Para Fernanda Montenegro, “A Vida Invisível” é um filme “uterino, vaginal”

Representante do Brasil no Oscar, “A Vida Invisível”, de Karim Aïnouz, é um melodrama sobre o machismo e a vida de duas irmãs. Com Fernanda Montenegro e Gregório Duvivier

Uma das forças mais gigantes do teatro e do cinema nacional, a atriz Fernanda Montenegro, aos 90 anos, faz uma pequena, mas fundamental, participação em “A Vida Invisível”, de Karim Aïnouz. O longa-metragem, premiado no Festival de Cannes e representante brasileiro no Oscar 2019, estreia no dia 21 de novembro, mas ganha uma sessão de gala no Theatro Municipal de São Paulo durante a 43ª Mostra Internacional de Cinema.

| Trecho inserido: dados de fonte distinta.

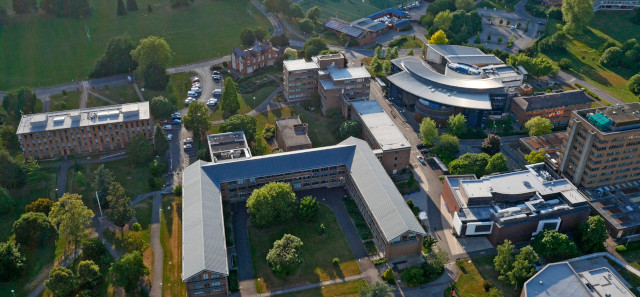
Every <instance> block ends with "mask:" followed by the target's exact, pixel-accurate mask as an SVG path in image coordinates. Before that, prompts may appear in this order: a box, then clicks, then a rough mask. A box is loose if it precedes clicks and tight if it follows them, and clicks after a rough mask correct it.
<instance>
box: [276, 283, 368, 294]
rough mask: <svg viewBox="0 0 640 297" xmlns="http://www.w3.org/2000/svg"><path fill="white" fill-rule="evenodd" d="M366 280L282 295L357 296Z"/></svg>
mask: <svg viewBox="0 0 640 297" xmlns="http://www.w3.org/2000/svg"><path fill="white" fill-rule="evenodd" d="M366 286H367V282H366V281H365V280H362V279H360V280H356V281H350V282H346V283H341V284H335V285H329V286H324V287H322V288H315V289H309V290H305V291H300V292H297V293H291V294H284V295H280V296H282V297H334V296H335V297H338V296H339V297H356V296H359V295H358V293H360V287H366Z"/></svg>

A atriz indicada ao Oscar por Central do Brasil mostra vigor na coletiva de imprensa de A Vida Invisível e comenta a força do que chama de vocação, o chamado para ofício que por algum motivo a pessoa nasceu para fazer. “Às vezes um sistemas está contra nós, mas a gente insiste”, afirma. “Nessas circunstâncias, temos uma frente de filmes brasileiros de primeira”. Sem mencionar o governo Bolsonaro ou as ofensas que sofreu por parte do diretor da Funarte, ela complementa: “É a força da vocação e ninguém vai nos calar – por que é vital, eu estou viva, estou em um filme do Karim”.

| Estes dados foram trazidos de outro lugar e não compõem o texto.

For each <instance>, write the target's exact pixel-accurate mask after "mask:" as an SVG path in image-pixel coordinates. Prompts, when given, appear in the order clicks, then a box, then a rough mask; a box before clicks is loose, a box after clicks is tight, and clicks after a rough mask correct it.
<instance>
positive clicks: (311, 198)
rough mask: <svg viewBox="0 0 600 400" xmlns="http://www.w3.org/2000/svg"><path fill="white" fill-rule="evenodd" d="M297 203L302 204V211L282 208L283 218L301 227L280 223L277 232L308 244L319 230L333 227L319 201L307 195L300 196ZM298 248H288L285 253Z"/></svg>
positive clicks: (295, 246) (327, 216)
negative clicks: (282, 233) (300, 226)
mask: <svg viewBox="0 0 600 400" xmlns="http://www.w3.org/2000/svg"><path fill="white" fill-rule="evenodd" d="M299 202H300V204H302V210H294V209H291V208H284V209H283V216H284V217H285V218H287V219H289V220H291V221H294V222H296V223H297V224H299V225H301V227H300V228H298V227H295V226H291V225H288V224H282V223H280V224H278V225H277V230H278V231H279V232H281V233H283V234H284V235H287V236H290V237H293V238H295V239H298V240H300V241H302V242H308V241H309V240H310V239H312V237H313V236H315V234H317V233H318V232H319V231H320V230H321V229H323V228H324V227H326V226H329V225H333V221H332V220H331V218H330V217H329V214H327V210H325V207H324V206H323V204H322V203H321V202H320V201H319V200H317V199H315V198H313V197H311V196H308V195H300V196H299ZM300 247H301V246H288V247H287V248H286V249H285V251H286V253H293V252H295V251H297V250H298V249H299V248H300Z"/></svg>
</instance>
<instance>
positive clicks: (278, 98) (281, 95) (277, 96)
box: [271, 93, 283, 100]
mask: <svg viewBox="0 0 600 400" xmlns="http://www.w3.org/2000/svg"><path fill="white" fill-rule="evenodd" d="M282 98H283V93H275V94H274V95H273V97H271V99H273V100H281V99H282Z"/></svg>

A vocação também está presente em A Vida Invisível, que conta a história de duas irmãs, Eurídice (Carol Duarte) e Guida (Julia Stockler), separadas por uma mentira de seu pai. “A grande tragédia da personagem é que ela se crucificou, se suicidou diante do processo da vida”, conta a atriz, que interpreta a protagonista Eurídice na velhice. “Acho que a vocação dela não foi tão absoluta a ponto de passar por cima”. Sua personagem sonhava em ser pianista e estudar em Viena, mas acabou afastada de seus sonhos para se dedicar ao casamento com Antenor (Gregorio Duvivier). “Eu interpreto o marido abusivo, desculpa a redundância”, afirmou o ator, arrancando risos dos jornalistas.

Para Fernanda Montenegro, trata-se de um filme íntimo. “É uterino, vaginal”, declara. “É um filme que não é fácil de ver no cinema brasileiro”. Ao retratar duas mulheres vítimas dos costumes machistas da sociedade, o melodrama mergulha fundo no sofrimento e desesperança da personagem principal. “Não há didatismo, não há retórica”, explica. “Filme tem uma intensidade e uma interação do elenco e do roteiro que o que sai ali não é um discurso.”

Baseado no romance de “A Vida Invisível de de Eurídice Gusmão”, de Martha Batalha, o longa-metragem é ambientado no Rio de Janeiro dos anos 1950. “Essa ambientação é muito importante, pois o filme fala sobre como as mulheres conseguiram conquistar tantas coisas e quão pouco os homens mudaram”, explica o diretor, fazendo um paralelo com os dias de hoje. Ele ressalta que a década de 1950 foi anterior a várias conquistas das mulheres, como a pílula anticoncepcional, o divórcio e a revolução sexual. “Esse não é um filme de época, é um filme sobre uma época”, ressalta Aïnouz, que nutre grande admiração por autores de melodrama, como os cineastas Douglas Sirk, R. W. Fassbinder e Todd Haynes, mas que nunca havia dirigido, de fato, um melodrama.

As duas protagonistas contaram um pouco sobre as suas personagens. Carol Duarte conta que a sua personagem trabalha no silêncio. ”Ela sofre uma violência muda”, afirma a atriz, que se inspirou no filme Uma mulher sob Influência, de John Cassavetes. “Como dou conta de dizer uma coisa que não está nas palavras?”. Ela, que nunca havia tocado um instrumento, destacou também o contato com a disciplina do piano, o segundo amor da vida de Eurídice. “O grande amor da vida dela foi a irmã”.

Julia Stockler conta que Gilda, a irmã de Eurídice, foi construída pensando na força de uma mulher que não tem medo das consequências. “Ela é uma revolução para mim”, declara. “Constrói outra ideia de família, é mãe solteira e trabalha em uma fábrica. Uma mulher sem medo”.